Closed donboyd5 closed 5 years ago
I expanded this issue to include other binary and categorical features, which should be synthesized either as seeds or as strings to avoid decimals. Here's my proposal for features with cardinality < 10, also captured in the pufvars Google sheet:
vname | vdesc | Cardinality | Synthesis method | Description booklet entry (as needed) |
---|---|---|---|---|
dsi | Dependent Status Indicator | 2 | Seed | Taxpayer not being claimed as a dependent on another tax return: 0 Taxpayer claimed as a dependent on another tax return: 1 |
f6251 | Form 6251, Alternative Minimum Tax | 2 | Classification | |
midr | Married Filing Separately Itemized Deductions Requirement Indicator | 2 | Classification | |
fded | Form of Deduction Code | 3 | Classification | Aggregated Return: 0 Itemized deductions: 1 Standard deduction:2 Taxpayer did not use itemized or standard deduction: 3 |
eic | Earned Income Credit Code | 4 | Regression | No children claimed: 0 One child claimed: 1 Two children claimed: 2 Three children claimed: 3 |
f2441 | Form 2441, Child Care Credit Qualified Individual | 4 | Regression | No Form 2441 attached to return: 0 Number of qualifying individuals: 1-3 |
mars | Marital (Filing) Status | 4 | Seed | |
n24 | Number of Children for Child Tax Credit | 4 | Regression | |
xtot | Total Exemptions | 6 | Regression |
We'll test out different specifications of seed vs. classification so that's less important right now. Does this sound right, in that all regression features will be rounded? I think capturing the ordinal nature of low-cardinality features like n24
is more important than avoiding rounding. I'm not aware of ordinal logistic regression for RF and trees, but that could also be an option for linear models down the line.

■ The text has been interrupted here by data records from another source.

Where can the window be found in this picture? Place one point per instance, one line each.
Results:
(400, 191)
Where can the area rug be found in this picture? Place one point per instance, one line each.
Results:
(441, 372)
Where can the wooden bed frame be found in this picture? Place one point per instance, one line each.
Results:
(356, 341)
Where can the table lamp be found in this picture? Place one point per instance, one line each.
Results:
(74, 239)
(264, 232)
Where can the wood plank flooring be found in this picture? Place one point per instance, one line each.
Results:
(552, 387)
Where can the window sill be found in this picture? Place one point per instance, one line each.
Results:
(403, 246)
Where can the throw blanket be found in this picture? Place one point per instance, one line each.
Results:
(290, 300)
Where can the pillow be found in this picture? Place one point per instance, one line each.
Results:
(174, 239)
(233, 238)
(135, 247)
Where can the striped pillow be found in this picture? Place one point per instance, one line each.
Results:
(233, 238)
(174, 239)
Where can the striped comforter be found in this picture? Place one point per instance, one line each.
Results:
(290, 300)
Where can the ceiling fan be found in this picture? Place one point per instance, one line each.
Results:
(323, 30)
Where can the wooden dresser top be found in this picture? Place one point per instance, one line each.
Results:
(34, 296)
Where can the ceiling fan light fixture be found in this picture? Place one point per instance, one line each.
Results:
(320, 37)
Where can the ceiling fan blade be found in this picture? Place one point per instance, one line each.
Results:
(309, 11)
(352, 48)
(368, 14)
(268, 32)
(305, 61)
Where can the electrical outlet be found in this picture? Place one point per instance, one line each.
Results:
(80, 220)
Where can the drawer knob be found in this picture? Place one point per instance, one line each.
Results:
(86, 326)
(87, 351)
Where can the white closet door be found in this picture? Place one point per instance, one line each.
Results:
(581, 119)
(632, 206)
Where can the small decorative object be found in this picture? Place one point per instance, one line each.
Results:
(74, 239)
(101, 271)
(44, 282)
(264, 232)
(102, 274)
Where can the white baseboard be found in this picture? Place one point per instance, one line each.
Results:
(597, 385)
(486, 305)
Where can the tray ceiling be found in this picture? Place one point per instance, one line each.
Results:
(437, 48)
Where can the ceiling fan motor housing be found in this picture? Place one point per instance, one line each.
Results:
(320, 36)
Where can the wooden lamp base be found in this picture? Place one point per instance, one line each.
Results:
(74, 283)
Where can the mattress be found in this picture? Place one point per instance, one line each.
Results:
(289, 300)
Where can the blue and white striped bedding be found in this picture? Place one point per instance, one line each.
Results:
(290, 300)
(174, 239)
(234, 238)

synpuf5 and 6 use all the classification/seed variables in the above table as seed variables, as I need to revise the rf_synth function to support classification. Other variables are rounded.
These datasets also fix https://github.com/donboyd5/synpuf/issues/17 and use 50 instead of 20 trees.
The synthesized MARS values are non-integer when they should be integer, and occasionally they fall far from the nearest integer. I round the values to the nearest integer.